Küçükali, Trabzon'un Sürmene ilçesindeki Kızılay Tesislerinde düzenlenen Türk Kızılayı bölge toplantısında yaptığı konuşmada, Türk Kızılayı'nın 141 yıldır dünyadaki ihtiyaç sahibi insanlara, Türk insanının merhamet elini uzattığını, din, dil, ırk ayrımı gözetmeden ihtiyacı olan herkese, ihtiyacı kadarını taşıyan dünyanın saygın kuruluşlarından birisi olduğunu belirtti.

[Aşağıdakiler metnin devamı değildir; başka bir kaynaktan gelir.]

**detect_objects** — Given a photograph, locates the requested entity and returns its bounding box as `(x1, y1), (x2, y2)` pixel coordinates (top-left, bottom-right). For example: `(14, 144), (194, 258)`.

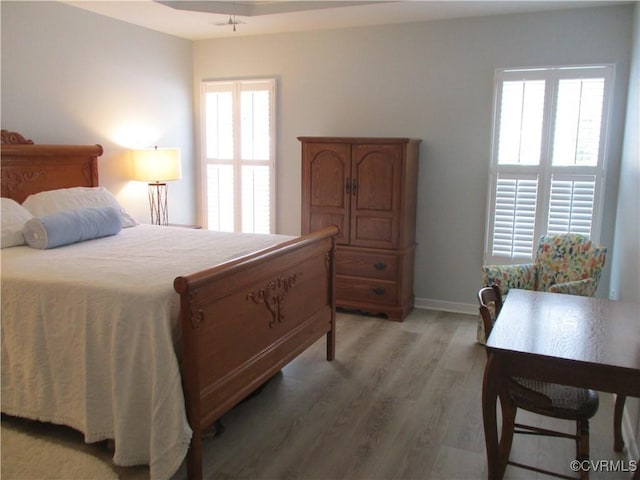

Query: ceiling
(59, 0), (625, 40)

Türk Kızılayı'nın ihtiyaç anında dayanışmanın, ızdırap anında şefkatin, farklılıklar karşısında hoşgörünün, savaşın en kızgın anında insancıllığın, merhametin ve tarafsızlığın simgesi olduğunu ifade eden Küçükali, ''Türk Kızılayı ve mensupları, şuna çok net inanırlar ki, 'ha yakut taş üzerinde ölmüşsün, ha kara taş üzerinde'. Yeter ki can bedenden temiz çıksın. Hizmeti bu anlayış içerisinde götüren Türk Kızılayı'nın mensupları bilirler ki, merhametin olmadığı yerde insanlık da olmaz ve dünyanın her yerinde gözyaşının rengiyle gözlerin dili aynıdır. Türk Kızılayı olarak biz inanırız ki yüzümüzde taşıdıklarımız, sırtımızda taşıdıklarımızdan daha önemlidir'' diye konuştu.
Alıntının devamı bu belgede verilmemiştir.